4.4. De Raad heeft eerder overwogen (CRvB 25 februari 1999, LJN AK6535, TAR 1999, 71) dat onderzoek naar het bestaan van een eventuele medische oorzaak van de ongeschiktheid aangewezen is in die gevallen waarin aanwijzingen voorhanden zijn dat de ongeschiktheid van een ambtenaar (mede) voortkomt uit of samenhangt met een ziekte of gebrek of waarin gerede twijfel bestaat of het onvoldoende functioneren van een ambtenaar wordt veroorzaakt door eigenschappen van karakter, geest of gemoed dan wel door ziekten of gebreken.
4.4.1. Uit mededelingen van de arts P. van Arbo Unie Amsterdam e.o. op het ziekteverzuim-begeleidingsformulier van 25 september 2001 blijkt dat de reden van appellants verzuim per 12 september 2001 situatief van aard was en geen medische oorzaak had. Appellant heeft geen objectieve medische gegevens overgelegd op grond waarvan zou moeten worden geoordeeld dat ten aanzien van zijn gezondheidstoestand ten tijde hier in geding anders zou moeten worden geoordeeld.
De Raad neemt voorts in aanmerking dat appellant in het gesprek op 16 juli 2001, met het hoofd bedrijfsbureau, de heer S., al had aangekondigd zich per direct te zullen ziekmelden indien niet akkoord zou worden gegaan met het treffen van een afkoopregeling, alsmede de omstandigheid dat appellant zijn ziekmelding heeft gemotiveerd met de mededeling dat hij niet langer gemotiveerd was voor het verrichten van zijn werk.
4.4.2. Gelet hierop kan de Raad niet anders dan vaststellen dat ten tijde van het ontslag bij appellant geen (medische) belemmeringen bestonden om zijn werk te verrichten. Het onvermogen van appellant om bij gedaagde te werken heeft te maken met en is het gevolg van een zich niet los kunnen maken van zijn grieven over de salariëring. Appellant kon ten volle beseffen wat de risico's van zijn opstelling waren, terwijl de Raad niet is gebleken van onvermogen bij appellant om deze opstelling aan te passen.
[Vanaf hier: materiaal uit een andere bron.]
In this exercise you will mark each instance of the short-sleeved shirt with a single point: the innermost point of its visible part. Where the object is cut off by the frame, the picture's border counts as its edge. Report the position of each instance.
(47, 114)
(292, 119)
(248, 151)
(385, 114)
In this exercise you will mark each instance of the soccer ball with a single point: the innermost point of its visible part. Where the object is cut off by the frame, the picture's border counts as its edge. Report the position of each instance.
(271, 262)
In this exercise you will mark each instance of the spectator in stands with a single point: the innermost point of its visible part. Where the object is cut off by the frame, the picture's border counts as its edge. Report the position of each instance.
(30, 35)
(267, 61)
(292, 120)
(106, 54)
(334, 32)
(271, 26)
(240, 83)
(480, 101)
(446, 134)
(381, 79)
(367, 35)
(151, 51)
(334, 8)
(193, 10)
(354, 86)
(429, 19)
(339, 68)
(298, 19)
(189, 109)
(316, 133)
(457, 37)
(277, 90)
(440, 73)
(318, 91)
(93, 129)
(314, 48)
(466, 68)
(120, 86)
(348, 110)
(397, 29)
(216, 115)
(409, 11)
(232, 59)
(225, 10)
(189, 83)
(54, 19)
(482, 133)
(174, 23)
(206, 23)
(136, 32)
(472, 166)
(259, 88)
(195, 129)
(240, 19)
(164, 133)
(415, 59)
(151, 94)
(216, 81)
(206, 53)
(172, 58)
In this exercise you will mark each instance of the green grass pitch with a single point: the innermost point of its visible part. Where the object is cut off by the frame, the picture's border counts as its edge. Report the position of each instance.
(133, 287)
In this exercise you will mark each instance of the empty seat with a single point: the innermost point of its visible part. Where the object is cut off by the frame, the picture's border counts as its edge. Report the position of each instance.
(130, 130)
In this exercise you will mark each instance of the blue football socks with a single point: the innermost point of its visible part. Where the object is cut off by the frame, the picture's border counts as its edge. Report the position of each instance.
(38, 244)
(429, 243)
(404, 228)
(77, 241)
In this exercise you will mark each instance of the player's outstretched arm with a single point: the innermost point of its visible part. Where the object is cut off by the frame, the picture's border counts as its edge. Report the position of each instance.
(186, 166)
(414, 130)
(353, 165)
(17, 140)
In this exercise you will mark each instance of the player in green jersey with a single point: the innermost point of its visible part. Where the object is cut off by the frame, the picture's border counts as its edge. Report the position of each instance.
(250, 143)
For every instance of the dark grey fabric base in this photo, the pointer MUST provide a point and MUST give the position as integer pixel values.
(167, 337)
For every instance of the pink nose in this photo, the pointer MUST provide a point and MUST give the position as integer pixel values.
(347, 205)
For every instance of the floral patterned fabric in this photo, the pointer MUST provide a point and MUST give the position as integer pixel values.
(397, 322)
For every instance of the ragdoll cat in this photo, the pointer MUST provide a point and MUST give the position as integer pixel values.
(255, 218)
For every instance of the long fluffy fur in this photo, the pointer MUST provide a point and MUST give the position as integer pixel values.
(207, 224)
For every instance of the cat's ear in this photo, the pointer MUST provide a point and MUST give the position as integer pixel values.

5. Gelet op het vorenoverwogene was gedaagde derhalve bevoegd om appellant te ontslaan. De Raad heeft geen aanknopingspunten kunnen vinden voor het oordeel dat gedaagde niet in redelijkheid heeft kunnen besluiten om van die ontslagbevoegdheid gebruik te maken dan wel daarbij anderszins heeft gehandeld in strijd met een geschreven of ongeschreven rechtsregel of met een algemeen rechtsbeginsel.
6. Gezien het bovenstaande concludeert de Raad dat het hoger beroep niet slaagt en dat de aangevallen uitspraak voorzover aangevochten moet worden bevestigd. Er zijn geen termen aanwezig om toepassing te geven aan artikel 8:75 van Algemene wet bestuursrecht inzake de proceskosten.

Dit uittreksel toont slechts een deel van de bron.